4:前記マスク除去処理で、マスクは完全に基材から除去されている
3:前記マスク除去処理でマスクはほぼ除去できたが、液の撹拌の少ない部分でわずかにマスク部の残りが認められ、更に2分間の追加処理で除去される
2:前記マスク除去処理ではマスク部が部分的に残留し、更に2分間の追加処理でも完全には除去できない
1:前記マスク除去処理ではマスクの大半が残留し、更に2分間の追加処理でもほとんど除去できない
以上により得られた各評価結果を、表3に示す。
2 マスク
Claims (9)
- アルカリ可溶性硬化型樹脂を固形分として5質量%以上含有する、アルカリで除去可能なサンドブラスト用マスクを形成するためのインクジェットインクであって、
前記アルカリ可溶性硬化型樹脂の重量平均分子量が10000以上、50000未満であり、
前記アルカリ可溶性硬化型樹脂は、温度が25℃でpHが8〜12の水溶液中で、樹脂の95%以上が溶解する特性を備えた樹脂であり、
前記アルカリ可溶性硬化型樹脂は、揮発性塩基で中和されているカルボキシル基を有するポリスチレン−アクリル系樹脂である、
インクジェットインク。 - インク不溶性樹脂分散物を、固形分として5質量%以上、30質量%未満含有することを特徴とする請求項1に記載のインクジェットインク。

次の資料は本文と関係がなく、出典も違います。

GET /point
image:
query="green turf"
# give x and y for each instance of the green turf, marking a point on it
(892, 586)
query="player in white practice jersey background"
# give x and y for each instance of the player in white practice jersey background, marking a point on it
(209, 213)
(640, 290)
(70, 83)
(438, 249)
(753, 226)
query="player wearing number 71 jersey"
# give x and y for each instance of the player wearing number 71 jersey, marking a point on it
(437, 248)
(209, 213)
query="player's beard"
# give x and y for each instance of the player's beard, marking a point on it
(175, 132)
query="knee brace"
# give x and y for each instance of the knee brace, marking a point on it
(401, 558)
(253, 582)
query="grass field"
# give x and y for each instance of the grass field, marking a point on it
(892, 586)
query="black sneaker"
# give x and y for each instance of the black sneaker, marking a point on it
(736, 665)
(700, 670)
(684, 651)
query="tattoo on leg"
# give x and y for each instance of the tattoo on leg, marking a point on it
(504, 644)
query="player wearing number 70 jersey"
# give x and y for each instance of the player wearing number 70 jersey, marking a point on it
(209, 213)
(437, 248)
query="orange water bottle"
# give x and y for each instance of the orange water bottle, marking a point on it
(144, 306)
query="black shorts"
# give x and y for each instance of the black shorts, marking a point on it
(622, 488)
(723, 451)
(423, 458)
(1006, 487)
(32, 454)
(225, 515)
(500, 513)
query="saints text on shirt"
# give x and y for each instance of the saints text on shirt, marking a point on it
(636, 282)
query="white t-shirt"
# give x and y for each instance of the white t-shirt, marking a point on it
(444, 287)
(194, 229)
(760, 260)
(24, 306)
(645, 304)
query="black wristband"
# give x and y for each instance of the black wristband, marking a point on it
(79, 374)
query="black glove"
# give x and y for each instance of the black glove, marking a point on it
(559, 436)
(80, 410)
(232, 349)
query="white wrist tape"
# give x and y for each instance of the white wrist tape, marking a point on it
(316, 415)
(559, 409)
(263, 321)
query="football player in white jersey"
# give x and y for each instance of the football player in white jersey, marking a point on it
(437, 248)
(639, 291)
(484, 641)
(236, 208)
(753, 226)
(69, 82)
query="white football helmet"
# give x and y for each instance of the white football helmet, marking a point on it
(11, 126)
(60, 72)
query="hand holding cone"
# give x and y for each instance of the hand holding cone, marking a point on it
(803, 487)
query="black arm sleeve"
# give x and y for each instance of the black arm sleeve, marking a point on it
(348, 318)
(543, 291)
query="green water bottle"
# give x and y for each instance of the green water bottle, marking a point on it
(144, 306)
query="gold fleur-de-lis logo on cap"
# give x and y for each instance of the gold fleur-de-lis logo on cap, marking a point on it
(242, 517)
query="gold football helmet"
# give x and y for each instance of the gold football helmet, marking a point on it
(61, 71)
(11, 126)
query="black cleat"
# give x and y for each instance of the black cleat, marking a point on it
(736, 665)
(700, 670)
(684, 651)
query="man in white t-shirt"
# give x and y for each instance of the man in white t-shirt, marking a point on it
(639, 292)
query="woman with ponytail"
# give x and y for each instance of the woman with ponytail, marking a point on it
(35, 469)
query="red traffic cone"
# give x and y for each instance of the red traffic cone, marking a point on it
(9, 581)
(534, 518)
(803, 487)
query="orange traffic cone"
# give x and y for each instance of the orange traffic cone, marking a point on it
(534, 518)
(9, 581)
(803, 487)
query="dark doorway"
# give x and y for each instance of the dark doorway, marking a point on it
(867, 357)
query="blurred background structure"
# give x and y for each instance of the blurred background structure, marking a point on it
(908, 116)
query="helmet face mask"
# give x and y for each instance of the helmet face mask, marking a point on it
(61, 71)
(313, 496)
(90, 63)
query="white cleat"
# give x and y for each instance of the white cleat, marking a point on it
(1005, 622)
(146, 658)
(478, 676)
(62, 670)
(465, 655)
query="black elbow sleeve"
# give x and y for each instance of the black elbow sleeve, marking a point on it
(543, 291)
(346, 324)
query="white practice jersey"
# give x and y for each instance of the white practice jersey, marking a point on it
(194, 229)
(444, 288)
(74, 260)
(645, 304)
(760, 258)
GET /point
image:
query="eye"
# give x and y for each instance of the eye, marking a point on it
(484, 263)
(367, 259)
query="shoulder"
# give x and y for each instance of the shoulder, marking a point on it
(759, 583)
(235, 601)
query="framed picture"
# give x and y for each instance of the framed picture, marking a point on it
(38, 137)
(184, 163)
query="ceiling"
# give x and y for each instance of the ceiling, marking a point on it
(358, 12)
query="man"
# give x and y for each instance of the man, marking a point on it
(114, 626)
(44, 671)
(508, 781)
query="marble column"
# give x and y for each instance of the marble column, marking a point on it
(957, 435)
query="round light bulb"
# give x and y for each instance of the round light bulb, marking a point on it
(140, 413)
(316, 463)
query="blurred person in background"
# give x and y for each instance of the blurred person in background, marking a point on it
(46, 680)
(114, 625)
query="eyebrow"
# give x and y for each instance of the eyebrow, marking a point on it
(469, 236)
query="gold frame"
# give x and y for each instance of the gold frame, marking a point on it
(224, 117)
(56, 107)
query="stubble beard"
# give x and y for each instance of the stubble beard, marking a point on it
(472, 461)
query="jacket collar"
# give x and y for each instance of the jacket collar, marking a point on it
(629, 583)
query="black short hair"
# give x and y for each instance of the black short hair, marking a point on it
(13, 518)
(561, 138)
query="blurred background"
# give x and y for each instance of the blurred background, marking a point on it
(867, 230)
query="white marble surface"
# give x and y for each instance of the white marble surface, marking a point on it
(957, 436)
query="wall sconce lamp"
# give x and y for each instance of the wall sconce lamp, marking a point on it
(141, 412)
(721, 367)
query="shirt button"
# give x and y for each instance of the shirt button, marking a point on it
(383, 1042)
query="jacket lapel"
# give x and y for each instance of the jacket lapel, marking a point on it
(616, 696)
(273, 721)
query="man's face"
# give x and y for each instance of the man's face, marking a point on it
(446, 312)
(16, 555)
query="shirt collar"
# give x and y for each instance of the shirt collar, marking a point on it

- 対象基材にインクジェット法により請求項1または2に記載のインクジェットインクを付与して、任意のマスク部を形成する工程1と、該マスク部を形成した後の対象基材にサンドブラスト処理を施し、非マスク部の少なくとも一部を切削する工程2とを含むことを特徴とする凹凸画像形成方法。
- 前記マスク部の乾燥膜厚が、5μm以上、50μm未満の膜厚になるように、前記インクジェットインクを付与することを特徴とする請求項3に記載の凹凸画像形成方法。
- 前記マスク部を形成する工程1は、同一または異なる組成の前記インクジェットインクを、基材上の同一領域上に、複数回に分けて重ねて付与することを特徴とする請求項3または4に記載の凹凸画像形成方法。
- 前記マスク部を形成する工程1と、前記非マスク部の少なくとも一部を切削する工程2との間に、マスク硬化処理工程3を有することを特徴とする請求項3〜5のいずれか1項に記載の凹凸画像形成方法。
- 前記非マスク部の少なくとも一部を切削する工程2の後に、アルカリ溶液でマスク部を除去する工程4を有することを特徴とする請求項3〜6のいずれか1項に記載の凹凸画像形成方法。
- 前記対象基材が、支持基材上にコーティング層を有していることを特徴とする請求項3〜7のいずれか1項に記載の凹凸画像形成方法。
- 前記対象基材が、非平面であることを特徴とする請求項3〜8のいずれか1項に記載の凹凸画像形成方法。